IONE L. (zaneygraylady) - 3/9/2007 3:25 PM ET
I do see it as quality time now. In my youth I didn't.
Jessi H. (willpowered) - 3/15/2007 2:31 PM ET
Yeah, I thought so...I think that many kids miss the meaning of quality time, even if the words are attached, and the time is more playful than routine.
Judy M. (foreveramom) - 3/15/2007 5:04 PM ET
Thank you, makes complete sense to me and brings back soft,hazy memories of what,in my mind, were simpler times.

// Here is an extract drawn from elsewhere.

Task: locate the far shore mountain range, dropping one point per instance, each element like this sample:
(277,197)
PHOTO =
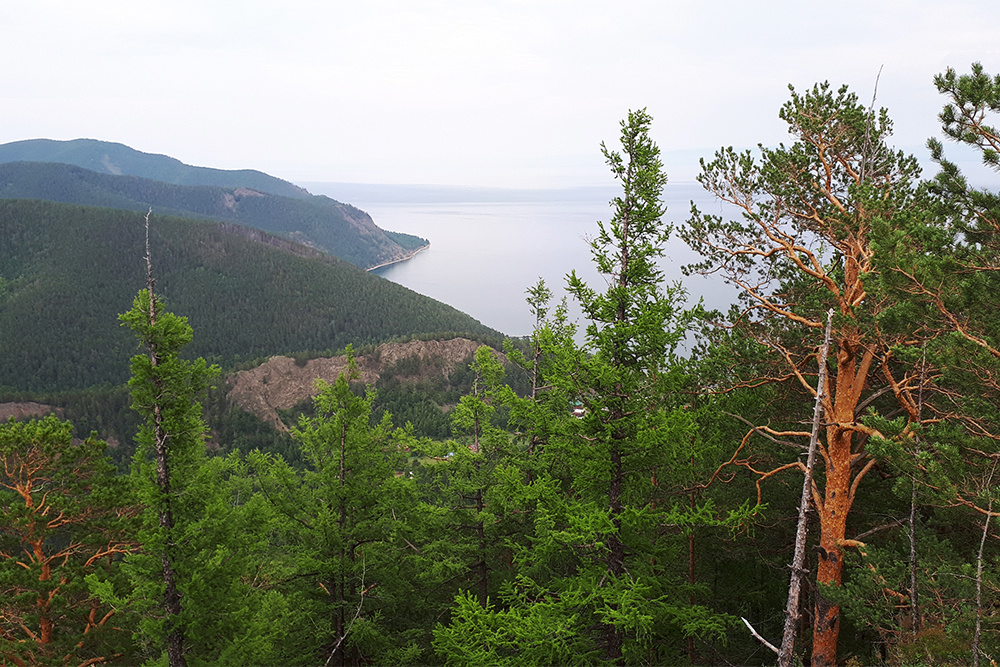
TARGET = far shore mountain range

Susie W. (swhite) - 3/19/2007 12:19 AM ET
Wow it's hard to hard to have it all, isn't it? I'm nostalgic for regular home-cooked meals and even the thought of doing dishes by hand! You expressed so well the desire to go back and put a more mature self back in time to recapture the missed potential of the past that was once the only present that existed. (Did that make sense?) I bet your mother would feel the same way about that missed opportunity because as a mother of young children now I'm constantly wanting to backtrack when I look back at pictures. I see their innocence and desire to be loved and appreciated for the true miracles they are, but in the hustle and bustle they grow and moments are lost. I love the line "That was our quality time and I didn't know it." When you are matured you suddenly see the power you have to change the scenario instead of simply putting the blame on one party. Interesting - thanks!